Private analysts polled by Banxico see Mexico’s economy growing 2.0% this yr after which slowing to a 1.2% expansion next yr.
Headline annual inflation in Latin America’s second-largest economy stood at 8.53% in the primary half of October, a greater than two-decade high and much above Banxico’s inflation goal of three%, plus or minus 1 percentage point.
But forecasts show consumer prices easing next yr and Banxico sees inflation converging to its goal within the third quarter 2024.
In that context, Esquivel cautioned against increasing rates much further, underscoring “what we must not do is take the monetary stance to an excessively restrictive level … the economy is vulnerable, it’s a fragile economy.”
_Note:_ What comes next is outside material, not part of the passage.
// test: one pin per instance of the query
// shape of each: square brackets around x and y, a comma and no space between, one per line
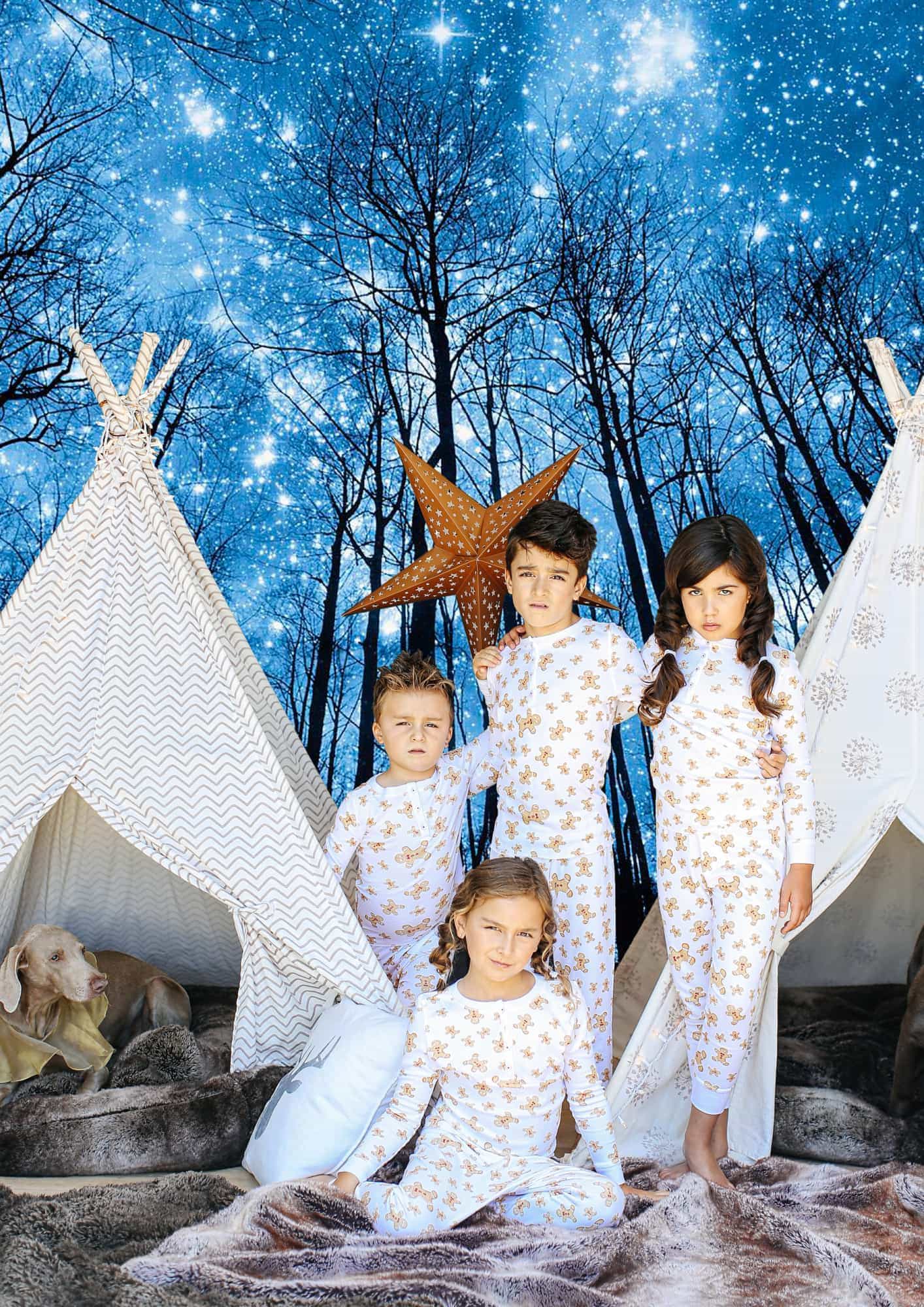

His comments come after the minutes of Banxico’s last monetary policy decision highlighted that further rate hikes were on the table. The minutes said the board would “assess the magnitude of the upward adjustments within the reference rate” in coming decisions.
After being named in 2019 to Banxico’s board to interchange an ailing board member, Esquivel’s term is about to complete at the tip of the yr, but President Andres Manuel Lopez Obrador could nominate him for a further 8-year term.
Esquivel added that rate of interest levels “that we currently have and that we expect to have next yr, are at atypically high levels and we cannot think they will stay there for very long.”
Regarding the U.S. Federal Reserve, which is predicted to go for its fourth consecutive 75 basis point rate of interest hike on Nov. 2, in line with economists polled by Reuters, Esquivel said Banxico shouldn’t be obliged to follow its moves in lockstep.
“We’re already at a restrictive level that the Fed is clearly not at,” he said. “If the Fed has to proceed raising rates more since it began later, since it has demand pressures that we do not, for whatever reason, then we haven’t got to follow along.”